First it was a CD, next the filming of an IMAX movie and then the real disaster.
One year before hurricanes Katrina and Rita blasted Louisiana’s coastline in the late summer of 2005, the state’s musicians sent out a joint SOS — “Save Our Swamps.” The CD showcases the talents of blues, rock, reggae, “swamp pop” and Cajun performers, all of whom earmarked profits from CD sales to Voice of the Wetlands (VOW).
Tab Benoit, a Louisiana bluesman and VOW’s founder, waxes poetic when talking about the state’s valuable wetlands.
“The bayou is a magical place where land and water live as one.”
His recording, “Fever for the Bayou,” is featured in “Hurricane on the Bayou,” an IMAX film currently showing at IMAX theaters around the nation.

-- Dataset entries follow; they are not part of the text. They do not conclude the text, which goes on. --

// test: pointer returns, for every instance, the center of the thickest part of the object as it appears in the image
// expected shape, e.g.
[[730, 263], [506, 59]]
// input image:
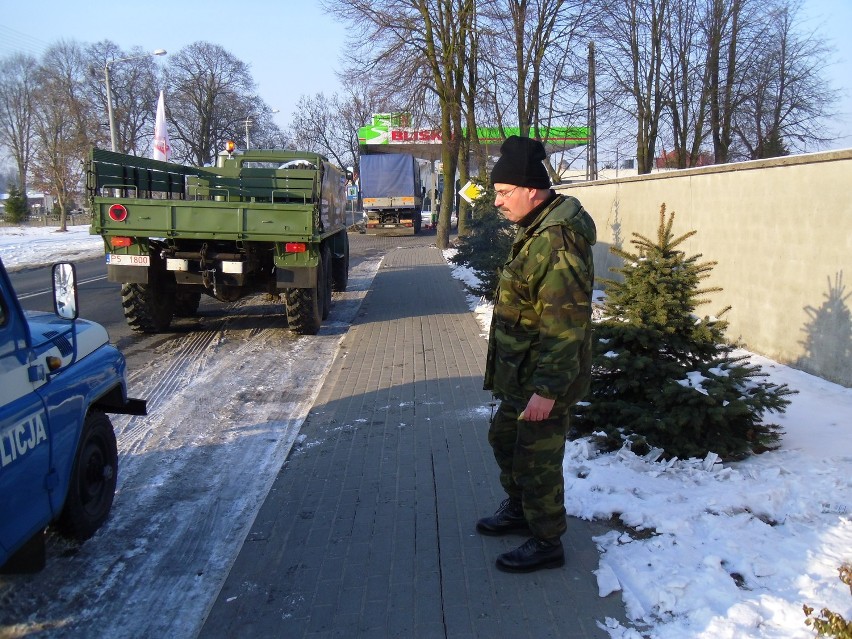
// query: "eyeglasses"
[[505, 194]]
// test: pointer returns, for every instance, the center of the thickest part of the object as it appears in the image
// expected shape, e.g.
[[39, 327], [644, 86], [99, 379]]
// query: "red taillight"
[[117, 213]]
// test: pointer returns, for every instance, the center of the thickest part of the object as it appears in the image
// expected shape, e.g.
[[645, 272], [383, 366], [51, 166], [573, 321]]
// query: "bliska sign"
[[23, 437], [415, 135]]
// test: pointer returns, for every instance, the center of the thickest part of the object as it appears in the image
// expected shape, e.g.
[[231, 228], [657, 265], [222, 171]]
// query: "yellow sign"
[[470, 192]]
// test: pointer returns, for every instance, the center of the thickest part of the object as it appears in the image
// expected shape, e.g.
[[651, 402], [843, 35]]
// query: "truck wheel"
[[340, 268], [304, 305], [149, 308], [327, 281], [186, 303], [91, 487]]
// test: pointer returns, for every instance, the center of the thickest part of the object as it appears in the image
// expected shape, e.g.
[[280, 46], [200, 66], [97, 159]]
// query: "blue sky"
[[293, 49]]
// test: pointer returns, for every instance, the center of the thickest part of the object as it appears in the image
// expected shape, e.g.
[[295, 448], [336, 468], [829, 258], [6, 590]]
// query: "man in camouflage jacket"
[[539, 352]]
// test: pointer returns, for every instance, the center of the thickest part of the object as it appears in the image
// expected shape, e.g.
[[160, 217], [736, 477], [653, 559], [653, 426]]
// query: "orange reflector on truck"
[[117, 213]]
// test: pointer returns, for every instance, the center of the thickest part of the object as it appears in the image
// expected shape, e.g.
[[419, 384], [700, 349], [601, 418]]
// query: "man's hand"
[[538, 408]]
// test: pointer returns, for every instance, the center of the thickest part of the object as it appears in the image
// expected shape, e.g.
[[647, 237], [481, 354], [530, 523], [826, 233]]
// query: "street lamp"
[[109, 90]]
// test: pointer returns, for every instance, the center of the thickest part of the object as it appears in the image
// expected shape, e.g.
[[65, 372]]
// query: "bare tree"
[[631, 36], [329, 125], [785, 96], [59, 121], [210, 97], [688, 81], [17, 90]]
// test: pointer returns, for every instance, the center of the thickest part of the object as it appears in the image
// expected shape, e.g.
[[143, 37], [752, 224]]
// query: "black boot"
[[534, 554], [508, 519]]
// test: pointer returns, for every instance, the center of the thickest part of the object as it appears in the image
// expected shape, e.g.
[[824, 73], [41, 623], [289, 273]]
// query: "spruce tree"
[[664, 378], [487, 244], [16, 206]]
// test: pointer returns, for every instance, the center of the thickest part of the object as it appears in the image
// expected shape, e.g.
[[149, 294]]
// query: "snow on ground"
[[731, 550], [23, 246]]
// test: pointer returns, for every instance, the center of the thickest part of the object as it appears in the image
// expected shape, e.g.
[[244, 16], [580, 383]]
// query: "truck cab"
[[59, 377]]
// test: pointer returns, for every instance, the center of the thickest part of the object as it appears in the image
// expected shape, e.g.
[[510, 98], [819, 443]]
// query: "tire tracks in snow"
[[225, 406]]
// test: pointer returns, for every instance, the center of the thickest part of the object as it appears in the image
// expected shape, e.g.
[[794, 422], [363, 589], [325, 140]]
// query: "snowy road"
[[225, 406]]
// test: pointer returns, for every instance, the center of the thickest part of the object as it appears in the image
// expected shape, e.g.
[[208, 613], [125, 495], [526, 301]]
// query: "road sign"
[[470, 192]]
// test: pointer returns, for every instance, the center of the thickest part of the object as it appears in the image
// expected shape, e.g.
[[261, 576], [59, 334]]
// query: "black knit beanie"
[[520, 164]]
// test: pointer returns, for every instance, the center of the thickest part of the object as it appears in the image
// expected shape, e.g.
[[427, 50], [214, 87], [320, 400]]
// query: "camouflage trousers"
[[529, 455]]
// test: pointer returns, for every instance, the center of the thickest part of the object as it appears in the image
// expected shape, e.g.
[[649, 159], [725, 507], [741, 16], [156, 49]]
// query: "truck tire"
[[305, 305], [149, 308], [91, 487], [187, 302], [340, 268]]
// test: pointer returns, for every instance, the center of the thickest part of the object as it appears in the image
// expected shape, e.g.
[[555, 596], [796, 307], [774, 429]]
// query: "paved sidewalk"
[[368, 530]]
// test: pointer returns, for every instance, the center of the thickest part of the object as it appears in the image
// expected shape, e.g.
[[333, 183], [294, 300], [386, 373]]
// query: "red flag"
[[162, 150]]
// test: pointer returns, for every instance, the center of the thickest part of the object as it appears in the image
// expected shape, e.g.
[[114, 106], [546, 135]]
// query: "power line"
[[12, 41]]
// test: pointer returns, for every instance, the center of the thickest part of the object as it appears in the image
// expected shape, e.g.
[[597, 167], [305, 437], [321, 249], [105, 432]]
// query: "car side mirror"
[[65, 290]]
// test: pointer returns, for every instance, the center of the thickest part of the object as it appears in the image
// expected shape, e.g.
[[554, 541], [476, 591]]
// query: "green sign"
[[393, 128]]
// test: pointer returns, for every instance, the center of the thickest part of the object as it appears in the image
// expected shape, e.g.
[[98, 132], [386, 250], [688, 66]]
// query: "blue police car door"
[[24, 431]]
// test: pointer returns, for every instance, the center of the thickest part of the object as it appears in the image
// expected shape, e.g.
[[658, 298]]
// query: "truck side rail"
[[126, 173], [299, 186]]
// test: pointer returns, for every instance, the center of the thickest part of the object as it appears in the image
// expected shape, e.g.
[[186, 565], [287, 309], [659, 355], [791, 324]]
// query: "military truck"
[[59, 377], [391, 192], [259, 221]]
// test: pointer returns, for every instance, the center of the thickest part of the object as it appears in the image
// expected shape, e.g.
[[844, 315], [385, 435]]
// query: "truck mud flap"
[[296, 278], [127, 274]]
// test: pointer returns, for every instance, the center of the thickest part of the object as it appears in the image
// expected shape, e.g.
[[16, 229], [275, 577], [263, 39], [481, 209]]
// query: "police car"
[[59, 377]]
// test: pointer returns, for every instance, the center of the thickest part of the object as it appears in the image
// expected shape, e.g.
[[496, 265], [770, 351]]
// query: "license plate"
[[128, 260]]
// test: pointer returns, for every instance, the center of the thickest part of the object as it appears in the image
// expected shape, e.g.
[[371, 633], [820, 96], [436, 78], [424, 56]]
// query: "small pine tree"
[[829, 623], [16, 206], [663, 377], [487, 244]]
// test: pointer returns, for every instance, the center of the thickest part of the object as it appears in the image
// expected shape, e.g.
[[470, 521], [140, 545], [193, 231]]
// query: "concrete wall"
[[781, 232]]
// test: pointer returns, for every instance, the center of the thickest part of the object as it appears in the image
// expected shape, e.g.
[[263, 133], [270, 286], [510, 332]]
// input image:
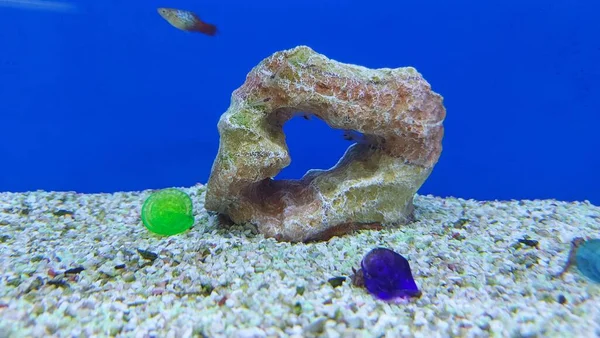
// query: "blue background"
[[108, 96]]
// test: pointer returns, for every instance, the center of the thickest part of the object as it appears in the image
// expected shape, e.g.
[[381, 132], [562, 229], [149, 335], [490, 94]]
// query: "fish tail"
[[206, 28]]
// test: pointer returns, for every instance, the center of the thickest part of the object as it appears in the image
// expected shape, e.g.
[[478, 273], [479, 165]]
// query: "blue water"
[[107, 96]]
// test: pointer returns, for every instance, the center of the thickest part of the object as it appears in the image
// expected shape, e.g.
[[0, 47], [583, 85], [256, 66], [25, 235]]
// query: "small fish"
[[187, 21]]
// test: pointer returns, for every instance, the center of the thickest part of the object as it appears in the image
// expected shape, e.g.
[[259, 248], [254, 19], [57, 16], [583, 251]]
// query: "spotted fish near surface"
[[187, 21]]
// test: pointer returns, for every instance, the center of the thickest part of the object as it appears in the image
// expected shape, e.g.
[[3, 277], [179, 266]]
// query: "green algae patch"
[[168, 212]]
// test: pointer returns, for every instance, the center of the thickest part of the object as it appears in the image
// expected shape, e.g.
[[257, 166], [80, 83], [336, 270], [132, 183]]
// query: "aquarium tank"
[[299, 169]]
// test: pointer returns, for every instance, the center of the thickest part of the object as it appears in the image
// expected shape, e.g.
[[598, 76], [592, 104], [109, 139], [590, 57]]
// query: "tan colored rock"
[[372, 186]]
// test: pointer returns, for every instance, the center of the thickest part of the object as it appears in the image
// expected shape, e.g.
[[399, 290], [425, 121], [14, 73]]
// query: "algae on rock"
[[372, 185]]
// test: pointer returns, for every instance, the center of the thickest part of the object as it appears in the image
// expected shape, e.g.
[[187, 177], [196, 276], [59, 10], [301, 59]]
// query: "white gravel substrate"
[[477, 281]]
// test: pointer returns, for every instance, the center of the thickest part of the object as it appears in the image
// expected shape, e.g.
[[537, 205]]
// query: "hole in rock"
[[313, 145]]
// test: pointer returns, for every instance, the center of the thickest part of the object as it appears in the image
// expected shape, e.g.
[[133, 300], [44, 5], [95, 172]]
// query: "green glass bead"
[[168, 212]]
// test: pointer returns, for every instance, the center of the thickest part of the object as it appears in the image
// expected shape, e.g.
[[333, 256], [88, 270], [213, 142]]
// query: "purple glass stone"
[[387, 275]]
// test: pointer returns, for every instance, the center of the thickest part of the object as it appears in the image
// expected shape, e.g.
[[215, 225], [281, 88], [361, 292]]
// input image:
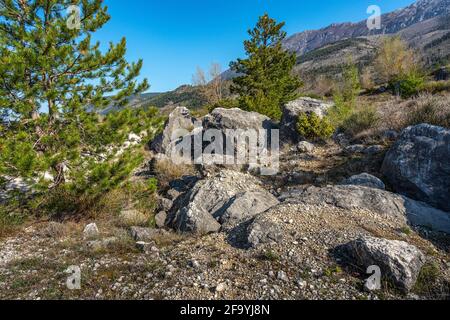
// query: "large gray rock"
[[366, 180], [236, 119], [418, 165], [179, 124], [379, 201], [225, 198], [291, 113], [399, 261], [245, 205]]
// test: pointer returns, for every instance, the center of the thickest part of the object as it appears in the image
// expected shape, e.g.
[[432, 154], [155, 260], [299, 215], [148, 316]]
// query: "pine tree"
[[266, 81], [52, 80]]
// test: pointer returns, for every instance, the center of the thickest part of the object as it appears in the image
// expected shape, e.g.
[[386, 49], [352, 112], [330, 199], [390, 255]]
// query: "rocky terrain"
[[313, 230]]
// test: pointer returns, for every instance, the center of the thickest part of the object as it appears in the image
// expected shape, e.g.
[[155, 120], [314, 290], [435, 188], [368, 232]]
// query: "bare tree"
[[395, 59], [199, 78], [211, 85], [216, 83]]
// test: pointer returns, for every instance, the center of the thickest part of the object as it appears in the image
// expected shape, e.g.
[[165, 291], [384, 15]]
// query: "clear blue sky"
[[175, 36]]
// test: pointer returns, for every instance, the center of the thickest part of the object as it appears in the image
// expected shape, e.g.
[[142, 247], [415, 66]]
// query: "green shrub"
[[408, 85], [311, 126], [360, 121], [340, 111], [429, 109], [436, 86], [152, 185]]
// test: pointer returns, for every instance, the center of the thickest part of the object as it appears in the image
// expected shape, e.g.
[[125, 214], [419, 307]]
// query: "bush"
[[436, 86], [429, 109], [360, 121], [340, 111], [407, 86], [311, 126]]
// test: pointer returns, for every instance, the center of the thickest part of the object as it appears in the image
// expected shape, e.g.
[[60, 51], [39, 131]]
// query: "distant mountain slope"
[[425, 25], [392, 23]]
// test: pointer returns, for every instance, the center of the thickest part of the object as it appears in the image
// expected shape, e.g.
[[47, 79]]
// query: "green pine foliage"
[[266, 81], [345, 97], [54, 79]]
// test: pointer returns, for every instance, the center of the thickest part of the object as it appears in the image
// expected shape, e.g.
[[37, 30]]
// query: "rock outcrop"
[[179, 124], [291, 113], [223, 119], [399, 261], [381, 202], [225, 198], [365, 180], [418, 165]]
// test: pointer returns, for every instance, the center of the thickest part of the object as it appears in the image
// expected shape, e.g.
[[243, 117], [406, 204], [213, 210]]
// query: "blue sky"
[[175, 36]]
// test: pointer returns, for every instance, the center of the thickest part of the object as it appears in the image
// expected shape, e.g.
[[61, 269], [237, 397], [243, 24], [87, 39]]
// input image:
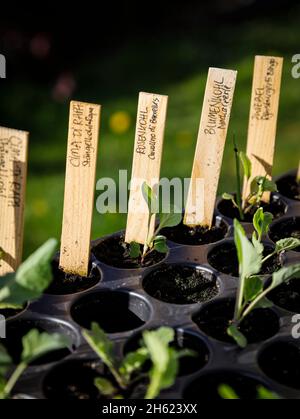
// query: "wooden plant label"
[[13, 173], [84, 122], [263, 118], [210, 147], [149, 137]]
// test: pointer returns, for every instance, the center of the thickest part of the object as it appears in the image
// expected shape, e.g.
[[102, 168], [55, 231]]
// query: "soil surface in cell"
[[259, 325], [74, 380], [188, 364], [64, 283], [287, 296], [195, 236], [281, 362], [179, 284], [113, 311], [113, 251], [224, 259], [207, 387], [11, 312], [275, 207], [289, 227], [19, 328], [289, 187]]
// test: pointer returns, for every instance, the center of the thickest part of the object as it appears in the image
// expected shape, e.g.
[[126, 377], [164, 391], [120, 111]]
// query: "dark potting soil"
[[281, 362], [183, 340], [74, 380], [259, 325], [113, 251], [224, 259], [8, 313], [289, 187], [207, 386], [287, 296], [289, 227], [195, 236], [179, 284], [275, 207], [64, 284], [113, 311], [13, 342]]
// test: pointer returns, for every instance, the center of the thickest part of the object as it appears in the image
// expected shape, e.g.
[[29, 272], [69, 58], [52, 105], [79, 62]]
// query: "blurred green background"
[[172, 60]]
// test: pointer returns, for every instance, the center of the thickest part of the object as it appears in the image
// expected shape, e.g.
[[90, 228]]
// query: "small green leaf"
[[264, 184], [227, 393], [171, 219], [246, 164], [150, 198], [227, 196], [135, 250], [287, 244], [284, 275], [104, 386], [262, 221], [253, 287], [250, 260], [160, 244], [264, 394], [257, 244], [240, 339], [263, 303], [133, 362], [36, 344]]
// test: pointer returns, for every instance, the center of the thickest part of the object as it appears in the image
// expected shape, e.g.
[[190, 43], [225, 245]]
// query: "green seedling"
[[259, 185], [35, 345], [155, 346], [251, 293], [156, 241], [30, 280], [226, 392]]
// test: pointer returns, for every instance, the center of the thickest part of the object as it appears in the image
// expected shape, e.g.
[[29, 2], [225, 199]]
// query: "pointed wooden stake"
[[210, 147], [149, 137], [84, 122], [13, 173], [263, 118]]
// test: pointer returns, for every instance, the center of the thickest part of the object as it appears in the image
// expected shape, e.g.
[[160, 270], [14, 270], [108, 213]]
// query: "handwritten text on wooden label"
[[263, 118], [83, 134], [13, 172], [210, 147], [148, 148]]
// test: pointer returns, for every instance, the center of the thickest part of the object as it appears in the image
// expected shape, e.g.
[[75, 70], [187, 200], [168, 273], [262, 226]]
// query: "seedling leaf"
[[227, 392], [253, 287], [250, 260], [36, 344], [104, 386], [287, 244], [284, 275], [240, 339]]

Produced and distributed by MacGillivray Freedman Films and narrated by actress Meryl Streep, the movie takes viewers on a panoramic airboat ride through the vegetated bayou region, showcasing its beauty and fragility.
The film originally was called “Storm on the Bayou,” but the name was changed after hurricanes Katrina and Rita hit in the middle of production. The hurricanes provided a graphic opportunity for the filmmakers to document the vulnerability of coastline communities after wetlands vanish into open water.
In the film, the marshy waters and its banks abound with sights and sounds to stir the senses and the soul — sunbathing alligators, smooth saxophonists, steamy Cajun cooking and graceful waterfowl in flight.
The documentary describes the wetlands loss in Louisiana’s Mississippi Delta region. Since the 1930s, more than 1.2 million acres of wetlands have vanished — more than 100 square miles as a result of the two major hurricanes alone.
Benoit, a 2007 Grammy nominee and one of four New Orleans’ musicians in the movie, invites viewers into his bayou-based lifestyle.
“I always said I wished someone would come along to wake up the world about the wetlands. Be careful what you wish for,” Benoit says as the camera pans the destruction.
While sitting in the pilot’s seat of his personal floatplane, Benoit soars above vanishing marshes. He describes the need to plant mangroves, rebuild dwindling islands and redirect the Mississippi River’s sediment. While it will take lots of time and resources upfront to do what he suggests, the payback will come in the form of less-costly storm damage, Benoit says.
“Good stewardship of the wetlands is good economics, too.”